# Really Good Channel Locks (they aren't channel locks)



## eh4 (Oct 27, 2011)

these things are really great.

http://www.knipex.com/index.php?id=1216&L=1&page=group_detail&parentID=1368&groupID=1501

I don't really do multi tools, I carry a few tools that really do it for me, a good pair of channel locks has always been part of that system, these are so great.

part of the funtion of adjustable pliers is that they tend to destroy whatever hex nut or fitting you are trying (hell, successfully, this time!) to loosen or tighten, but these things do a very good job of appoximating a hex nut for a range of sizes...
when new they will almost work as tweezers.
just excellent all around tools, I think I paid about 35$ for the smaller size, about 8", wide spread middle finger to thumb for me, they fit nice in the pocket and they stay at the setting you put them at until you reset them.

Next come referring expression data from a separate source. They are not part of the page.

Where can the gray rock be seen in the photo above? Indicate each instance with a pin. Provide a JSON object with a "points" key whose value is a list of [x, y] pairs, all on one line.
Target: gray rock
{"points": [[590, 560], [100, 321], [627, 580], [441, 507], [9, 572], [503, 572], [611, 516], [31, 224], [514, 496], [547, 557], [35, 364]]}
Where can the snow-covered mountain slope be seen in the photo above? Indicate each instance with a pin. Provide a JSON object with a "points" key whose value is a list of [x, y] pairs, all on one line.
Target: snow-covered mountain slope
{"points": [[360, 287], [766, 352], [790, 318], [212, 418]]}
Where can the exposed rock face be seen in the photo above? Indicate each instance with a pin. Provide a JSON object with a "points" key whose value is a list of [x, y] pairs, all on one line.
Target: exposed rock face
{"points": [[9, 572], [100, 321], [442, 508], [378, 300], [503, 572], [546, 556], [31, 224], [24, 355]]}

Not affiliated with Anyone, I just like good, light tools.


----------



## CamoNinja (Oct 27, 2011)

Awesome tool. I have several pair. You can really get good leverage without the pliers slipping.


----------



## OCD (Oct 27, 2011)

Those look very similar to these. I got a set of 2 for Christmas this past year. Haven't had an opportunity to use them yet, but they seem like they they'll be nice to use.

http://www.irwin.com/tools/pliers-adjustable-wrenches/groovelock-pliers


----------



## NonSenCe (Oct 28, 2011)

they really are good. versatile and grippy tool. and they actually do have ability to be used on more delicate precicion tasks too. the teeth are machined well and tolerances are tight. and the ergonomics of the handles work well even on the delicate tasks not just prying stuff open or holdin it down with force. 

im used to having them knipex cobra pliers since.. well.. as long as i remember. so i keep forgetting that everyone else in the world do not know them.


----------



## DUQ (Dec 31, 2011)

OCD said:


> Those look very similar to these.
> 
> http://www.irwin.com/tools/pliers-adjustable-wrenches/groovelock-pliers



And that's where the similarity ends. Similar design but a world apart when it comes to quality. The Irwin ones work very well but not for the professional. The Knipex ones are very very good. They are very good for pipe fitting up to the point of not needing a pipe wrench.

A lot of HVAC guys use them for ruffing in gas piping for furnaces/boilers.


----------



## KC2IXE (Feb 12, 2012)

My father was a HVAC guy, and he used Knippex pliers, but NOT for pipe. He'd shudder anytime he say anyone using a pair of "channel-lock" pliers on pipe "That's what pipe wrenches are for". I kept a good assortment of his wrenches when we sold his stuff, but I drew the line at the 36 and 48 inch pipe wrenches. Sold those, as I figured I'd hire in someone if I ever have to do steam/pipe fitting that big


----------



## DrVette (Feb 15, 2012)

I "was" gonna suggest Knipex when I saw the forum topic, but you are already in "the-know"

Klien Tools made a similar unit some 20 years ago, now Knipex has the market.

Note the Knipex will NOT mash your fingers if you slip off the item, like regular "Channel Lock" or Craftsman "Slip-Joint" Pliers will.

After the final finger mashing from my Craftsmen, I threw them into the woods across the road.
Some "kind" person placed them on my steps leading to my house!

NOW, they reside in my barn, *PERMANENTLY SCREWED TO THE WALL* so no one else will have the disheartening experience of attempting to work with them.


----------



## DrVette (Feb 25, 2013)

Thx to the op for starting this.

Sears has a decent price on Knipex pliers.
Sale pricing is often great.

A couple of model names;
Alligator
Cobra
Water Pump pliers <- odd huh?

These make great gifts for the handyman to the Pro.
I get thank-you years later.

http://www.sears.com/knipex-10-in-alligator-pliers/p-00929114000P?prdNo=3&blockNo=3&blockType=G3


----------



## Megatrowned (Feb 26, 2013)

Just have to add my two cents. As a electrician, I use my hand tools a lot, and I use them hard. I often refer to my linesmans as a "electricians hammer" (great for tight spaces). So when I say I've had a pair of the Knipex Alligators for about 12 years, it says something about it. I recently got the Cobra version, and it has become my new favorite. Name anything a 'Channellock' does or should do, and these do it ten times better.


----------